Das digitale Zeitalter

Industriezeitalter, Informationszeitalter, allmählich sind wir im digitalen Zeitalter angekommen. Das erkennt inzwischen wohl jedermann, auch die Regierungen weltweit erkennen das.

Viele allerdings leugnen die Prozesse der technischen Evolution. Ob eine solche Haltung etwas mit reinem Konservativismus zu tun hat, können vielleicht Soziologie und Psychologie klären. Auf jeden Fall steht fest, dass neben persönlichen Ansichten auch massive Profit- und Machtinteressen im Spiel sind.

Tatsächlich gab es solche Meinungen, zum Beispiel sagte Kaiser Wilhelm der Zweite (1859 – 1941), „Ich glaube an das Pferd. Das Automobil ist eine vorübergehende Erscheinung“.

Dass Macht- und Profitinteressen im Spiel sind, zeigt sich sehr deutlich am Beispiel der Diskussionen um die sogenannten Kryptowährungen.

Bei Banken dürfte es sich in erster Linie um Profitinteressen handeln. Transaktionsgebühren sind eine signifikante Einnahmequelle für Banken.

Wenn jedoch ein Satoshi Nakamoto ein Geldsystem erfindet, das ausschließlich digital und unter Ausschluß der Banken als Intermediäre, das also „Peer-to-Peer“ funktioniert, dann verliert die Bank ihren Gebührenanspruch, weil sie ganz einfach nicht dabei ist.

Machteinbuße dagegen ist das Thema von Regierungen. Bei der Nutzung von Kryptowährungen funktioniert der gläserne Bürger nicht mehr so richtig. Es leidet die Kontrollmöglichkeit über unsere Privatsphäre.

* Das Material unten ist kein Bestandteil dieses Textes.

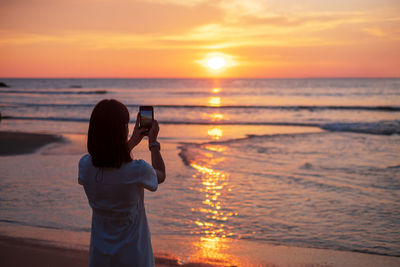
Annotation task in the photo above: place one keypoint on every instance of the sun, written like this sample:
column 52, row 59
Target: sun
column 216, row 63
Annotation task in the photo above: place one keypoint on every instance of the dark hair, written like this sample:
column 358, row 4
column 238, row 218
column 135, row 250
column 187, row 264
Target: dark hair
column 107, row 136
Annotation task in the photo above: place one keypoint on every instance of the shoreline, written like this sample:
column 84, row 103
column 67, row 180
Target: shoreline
column 33, row 246
column 19, row 143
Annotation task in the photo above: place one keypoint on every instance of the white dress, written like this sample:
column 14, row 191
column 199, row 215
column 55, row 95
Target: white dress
column 120, row 234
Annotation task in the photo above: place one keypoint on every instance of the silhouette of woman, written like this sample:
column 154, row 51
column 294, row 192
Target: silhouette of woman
column 114, row 185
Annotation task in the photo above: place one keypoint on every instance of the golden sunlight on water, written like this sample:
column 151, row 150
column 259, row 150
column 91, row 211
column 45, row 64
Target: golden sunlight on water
column 214, row 116
column 215, row 101
column 216, row 90
column 213, row 245
column 215, row 133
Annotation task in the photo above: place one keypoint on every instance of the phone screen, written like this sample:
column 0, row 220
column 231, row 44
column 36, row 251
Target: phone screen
column 146, row 118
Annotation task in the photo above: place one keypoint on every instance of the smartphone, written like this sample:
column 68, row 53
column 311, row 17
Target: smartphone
column 146, row 118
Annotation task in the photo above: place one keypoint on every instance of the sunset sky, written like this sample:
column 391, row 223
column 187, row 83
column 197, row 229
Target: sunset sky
column 176, row 38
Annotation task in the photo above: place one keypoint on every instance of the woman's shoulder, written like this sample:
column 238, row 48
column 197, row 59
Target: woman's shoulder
column 138, row 163
column 85, row 160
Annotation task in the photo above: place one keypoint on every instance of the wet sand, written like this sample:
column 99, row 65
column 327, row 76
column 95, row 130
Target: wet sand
column 18, row 252
column 16, row 143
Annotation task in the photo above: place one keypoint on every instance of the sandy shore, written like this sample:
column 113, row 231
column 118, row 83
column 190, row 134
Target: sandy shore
column 15, row 143
column 18, row 252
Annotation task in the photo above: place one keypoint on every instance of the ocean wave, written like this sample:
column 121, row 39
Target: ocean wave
column 72, row 92
column 245, row 107
column 380, row 127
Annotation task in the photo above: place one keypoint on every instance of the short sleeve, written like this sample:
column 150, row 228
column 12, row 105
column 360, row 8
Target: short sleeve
column 148, row 176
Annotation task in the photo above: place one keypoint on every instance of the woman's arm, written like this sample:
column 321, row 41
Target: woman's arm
column 156, row 159
column 137, row 135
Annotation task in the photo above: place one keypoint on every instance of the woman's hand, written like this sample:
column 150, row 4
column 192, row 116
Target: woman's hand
column 137, row 134
column 153, row 133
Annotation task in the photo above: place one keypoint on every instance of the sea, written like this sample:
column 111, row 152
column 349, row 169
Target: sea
column 309, row 163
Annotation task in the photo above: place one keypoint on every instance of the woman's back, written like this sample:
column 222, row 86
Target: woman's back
column 120, row 234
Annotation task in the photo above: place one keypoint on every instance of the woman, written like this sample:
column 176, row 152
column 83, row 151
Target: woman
column 114, row 184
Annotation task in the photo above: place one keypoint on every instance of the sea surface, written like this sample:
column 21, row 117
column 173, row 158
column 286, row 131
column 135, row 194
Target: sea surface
column 296, row 162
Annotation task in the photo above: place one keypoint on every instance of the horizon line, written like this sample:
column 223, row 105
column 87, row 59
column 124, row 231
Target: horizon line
column 215, row 78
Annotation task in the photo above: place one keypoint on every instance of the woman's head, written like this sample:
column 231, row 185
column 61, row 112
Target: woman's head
column 108, row 134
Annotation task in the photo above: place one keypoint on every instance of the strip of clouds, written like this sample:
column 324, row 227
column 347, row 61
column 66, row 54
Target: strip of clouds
column 243, row 23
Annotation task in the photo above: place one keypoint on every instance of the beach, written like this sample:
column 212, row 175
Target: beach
column 26, row 245
column 19, row 251
column 290, row 178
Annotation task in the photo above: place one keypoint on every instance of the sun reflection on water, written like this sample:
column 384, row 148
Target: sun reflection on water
column 214, row 211
column 215, row 101
column 215, row 133
column 216, row 90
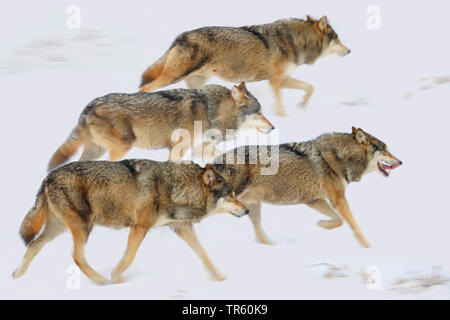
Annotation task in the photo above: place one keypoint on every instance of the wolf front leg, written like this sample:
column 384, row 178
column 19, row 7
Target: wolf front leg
column 339, row 202
column 186, row 232
column 276, row 84
column 292, row 83
column 323, row 207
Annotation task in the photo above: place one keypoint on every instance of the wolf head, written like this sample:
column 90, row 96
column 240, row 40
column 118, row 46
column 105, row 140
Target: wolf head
column 249, row 110
column 221, row 196
column 379, row 158
column 330, row 40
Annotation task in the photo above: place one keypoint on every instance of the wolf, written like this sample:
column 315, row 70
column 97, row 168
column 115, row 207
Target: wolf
column 251, row 53
column 314, row 173
column 117, row 122
column 139, row 194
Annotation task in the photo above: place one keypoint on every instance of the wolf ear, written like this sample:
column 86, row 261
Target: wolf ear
column 242, row 86
column 238, row 95
column 360, row 136
column 323, row 22
column 209, row 175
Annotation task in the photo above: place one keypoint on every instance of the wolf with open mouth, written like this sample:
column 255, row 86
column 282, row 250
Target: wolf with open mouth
column 314, row 173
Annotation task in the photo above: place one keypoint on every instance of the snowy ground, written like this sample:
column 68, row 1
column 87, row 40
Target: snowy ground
column 394, row 85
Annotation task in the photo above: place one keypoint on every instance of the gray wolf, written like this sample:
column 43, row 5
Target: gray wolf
column 117, row 122
column 139, row 194
column 252, row 53
column 314, row 173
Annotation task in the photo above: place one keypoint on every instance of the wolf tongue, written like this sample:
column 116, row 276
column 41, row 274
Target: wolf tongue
column 389, row 167
column 395, row 165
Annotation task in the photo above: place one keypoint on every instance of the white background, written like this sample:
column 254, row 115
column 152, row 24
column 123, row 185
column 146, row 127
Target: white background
column 48, row 73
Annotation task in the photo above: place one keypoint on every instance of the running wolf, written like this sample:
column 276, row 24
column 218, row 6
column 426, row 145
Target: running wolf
column 140, row 194
column 314, row 173
column 117, row 121
column 252, row 53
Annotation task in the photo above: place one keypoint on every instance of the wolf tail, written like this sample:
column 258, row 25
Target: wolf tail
column 35, row 218
column 68, row 148
column 153, row 71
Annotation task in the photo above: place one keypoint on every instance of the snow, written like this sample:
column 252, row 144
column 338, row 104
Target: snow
column 394, row 85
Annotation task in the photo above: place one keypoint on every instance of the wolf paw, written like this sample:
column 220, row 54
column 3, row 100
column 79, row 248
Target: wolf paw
column 329, row 224
column 17, row 274
column 101, row 281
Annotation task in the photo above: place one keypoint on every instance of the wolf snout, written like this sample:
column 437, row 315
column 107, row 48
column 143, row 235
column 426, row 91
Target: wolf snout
column 241, row 212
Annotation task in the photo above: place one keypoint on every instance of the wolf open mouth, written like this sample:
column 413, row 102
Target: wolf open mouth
column 386, row 168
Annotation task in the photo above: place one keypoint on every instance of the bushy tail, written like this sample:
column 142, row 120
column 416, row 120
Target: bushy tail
column 153, row 71
column 68, row 149
column 34, row 219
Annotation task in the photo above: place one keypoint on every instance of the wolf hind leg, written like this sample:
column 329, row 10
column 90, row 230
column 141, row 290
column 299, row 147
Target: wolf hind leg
column 53, row 228
column 292, row 83
column 186, row 232
column 92, row 151
column 196, row 81
column 255, row 218
column 324, row 207
column 137, row 234
column 80, row 233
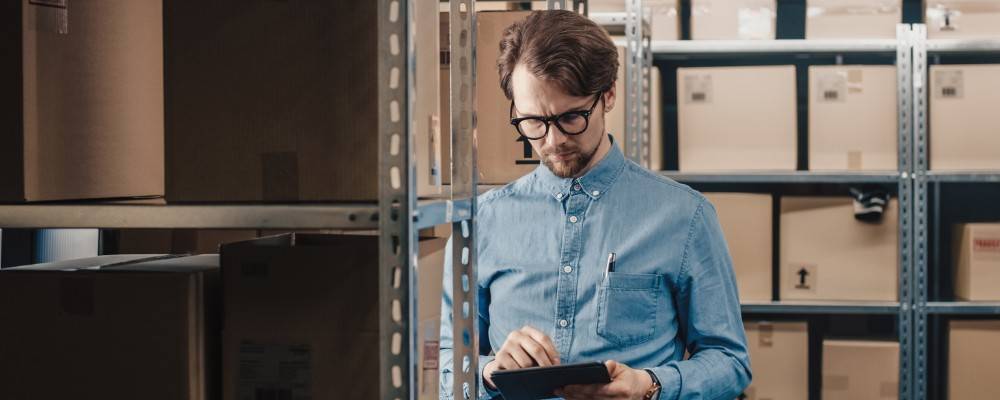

Beide Phänomene kommen ganz massiv jedem einzelnen Bürger zugute, der sich mit der Nutzung von digitalem Geld auseinandersetzt. Wer das tut, wird bei der Frage feststellen, welches Geld die Funktionen Tauschmittel, Wertaufbewahrung und Recheneinheit am besten erfüllt, dass Kryptowährungen klare Vorteile gegenüber staatlichen Währungen bieten.

Es liegt auf der Hand, dass weder Gold, noch Silber und ganz bestimmt auch nicht das Zentralbankgeld der Staaten, das auf veralteten IT-Systemen, auf Papierscheinen oder Metallmünzen beruht, das Geld der Zukunft im digitalen Zeitalter sein können.

Ob die Blockchain Technologie sich im praktischen Wirtschaftsleben durchsetzen wird, werden die nächsten paar Jahre zeigen. Im Finanzwesen jedenfalls gehört die Zukunft den Kryptowährungen.

 

Die Blockchain Idee

Geld ohne Staat liess sich nur mit der Blockchain realisieren. Bitcoin nicht ohne Blockchain, jedoch auch: Blockchain nicht ohne Bitcoin.

Allerdings gehen die mit den Anwendungsmöglichkeiten der Blockchain Technologie verbundenen Visionen ganz weit über alles hinaus, was im Zusammenhang mit Kryptowährungen als >Revolution< bezeichnet wird.

Nicht umsonst wird dieser Technologie das Potenzial nachgesagt, Wirtschaft und Gesellschaft grundlegend zu verändern.

Noch sind es größtenteils nur Visionen, wobei die Umsetzung in einzelnen Bereichen und Regionen unterschiedlich weit fortgeschritten ist.

Zunächst grundsätzlich. Was ist das Besondere, das Revolutionäre an der Blockchain Technologie?

Der fundamentale Unterschied zu allem, was wir bisher kennen und gewohnt sind, ist der Unterschied zwischen ZENTRAL und DEZENTRAL. Unternehmen, Behörden, Regierungen, eigentlich alles, sind zentral gesteuert und verwaltet. Die reine Form der Blockchain Technologie lässt sich vergleichen mit einer perfekten Demokratie.

Nicht eine Zentrale steuert und entscheidet, sondern, in der unveränderten Grundform der Technologie, Millionen  von Menschen, die diese Technologie mit ihrer Rechnerleistung unterstützen. Natürlich sind alle möglichen Variationen und Abwandlungen des technologischen Grundgedankens der Blockchain denkbar, die Unternehmen und Staaten für eigene Zwecke untersuchen.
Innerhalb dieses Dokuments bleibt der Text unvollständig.